Just saw this in the July 11, 1998 session:

Q: (A) I want to continue questions from the previous session. First, about this companion star: where is it now; which part of the zodiac?

A: Libra Constellation.

This seems to confirm that Hevelius indeed observed the brown dwarf on its closest approach in 1679, since the current location in Libra is on the opposite side of the ecliptic plane. This is exactly what can be expected from the very elongated orbit of the brown dwarf:

1000031223.png


Libra is close to the galactic center and the galactic plane, though it is slightly outside of it. Which means that the infrared telescopes such as the WISE infrared survey should have picked it up and it is likely being held secret.
 
Having all these clues about the orbit of the brown dwarf, I decided to check whether its calculated orbit is consistent with all the clues.
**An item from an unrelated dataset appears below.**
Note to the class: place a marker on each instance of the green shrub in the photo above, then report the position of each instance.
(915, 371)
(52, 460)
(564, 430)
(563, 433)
Deepseek seems to be excellent for calculations like this - it took 3-4 minutes a few times to calculate the orbit (and then double-checked and triple-checked everything) with the parameters I gave it:

Mass: 3.5% of the Sun
Perihelion: Pluto orbit, V529 Orionis in 1678
Orbit: 26-28 million years

Based on that it calculated these results:

Orbital Characteristics

  • Period (given): 27 million years
  • Perihelion (given): 39.5 AU (in 1678 at V529 Orionis)
  • Aphelion: ~180,000 AU in Ophiuchus
  • Eccentricity: 0.99956
  • Inclination: 1.8° to ecliptic

Current Position (2025)

  • Distance from Sun: 270-298 AU
  • Speed: 2.45 km/s
  • Location: Libra (RA 15h 18m, Dec -12.4°)
  • Closest star: Zubenelgenubi (Alpha Librae) - angular separation ~2.1°

Brightness & Detection

  • Current apparent magnitude: 16.1 (similar to Pluto's moon Charon)
  • Albedo: 0.104 (80% lower than Jupiter)
  • Visibility: Requires large professional telescope

Speed Timeline

  • 1678 perihelion: 6.70 km/s (2.0° per year apparent motion)
  • 2025 current: 2.45 km/s (0.12° per year apparent motion)
  • 13.5 million years future: ~0 km/s at aphelion
These results are of course not exact since both the distance of the perihelion ("Pluto's orbit") and the orbital duration ("26-28 million years") are only approximate.

The most important result seems to be the confirmation that the brown dwarf is currently in Libra, like the C's said - and that is based on the 1678 observation of V529 Orionis having been the brown dwarf's perihelion, exactly in the middle of the Maunder Minimum.

It calculated the current location in Libra itself, based on the other parameters.